Jesus is called the mediator of the covenant.So all the blessings of the covenant are secured in Jesus Christ. The O.T saints, through types and shadows, looked forward to Christ. We look back to the cross of Christ.
So, if you are not a believer here this morning. The key to embracing all the promises of God’s covenant relationship is simply this: believe on the Lord Jesus Christ. He is the key to the jackpot. Put your trust in Him. That means repent of sins, turn to Jesus, and follow Him. And this is what Reuben and Faith will be encouraging Pearl to do. Having Christian parents won’t save Pearl from her sins (salvation is not hereditary). Receiving Baptism won’t save Pearl from her sins (the water is not magic). Lord willing, Pearl will embrace Christ as her Saviour and Lord.
So where does baptism fit into all of this? In the Bible God commands His people to receive the sign of belonging to the covenant. In the O.T it was circumcision. In the N.T it is baptism. Both signs point to the deeper spiritual realities of the covenant. Both are signs of receiving the promises of the covenant such as forgiveness, regeneration, union with Christ, and initiation into the visible church.
Now who is this sign given to? It is given to those who profess faith in Christ. But, we also see in the Bible the sign given to the children of believers. Both Abraham and his son Issac received the sign.
Can you see the significance of that? Children are welcomed by God into the covenant of grace and all its promises. God doesn’t regard our children as pagans. Before they even come to express faith, God says to them “I will be your God and you will be my child.” It’s as if God hands a signed cheque to our children. One day they will need to cash it. In the meantime they have the cheque. They have the privilege. Can you see how baptism highlights God’s grace? He takes the first step toward our children. Baptism is not about what we are saying to God. It’s about what God is saying to us.
So in summary. We’ve seen this one covenant of grace, with this one promise, secured by our one and only Saviour Jesus Christ.

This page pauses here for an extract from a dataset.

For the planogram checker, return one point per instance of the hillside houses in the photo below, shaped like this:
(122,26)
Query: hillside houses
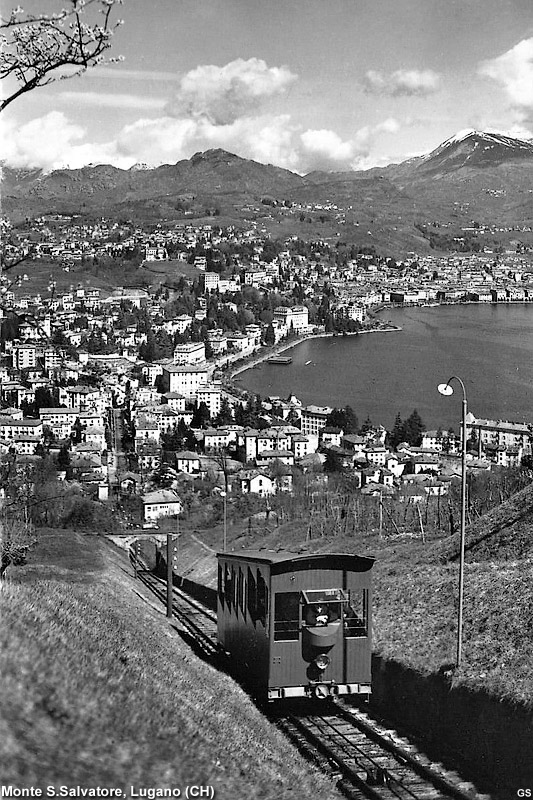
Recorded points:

So we give thanks this morning, to be able to witness the baptism of Pearl. God has drawn near to her in grace. Pearl’s baptism also reminds us of our own baptism and how God drew near to us in grace. And the water reminds us that in this covenant our sins have been washed away.
If you are not living in covenant with God, or if you have rejected God’s covenant promises, repent, turn to Christ, come and live in covenant with God. Come and know the blessing that God will be your God and you can be His people.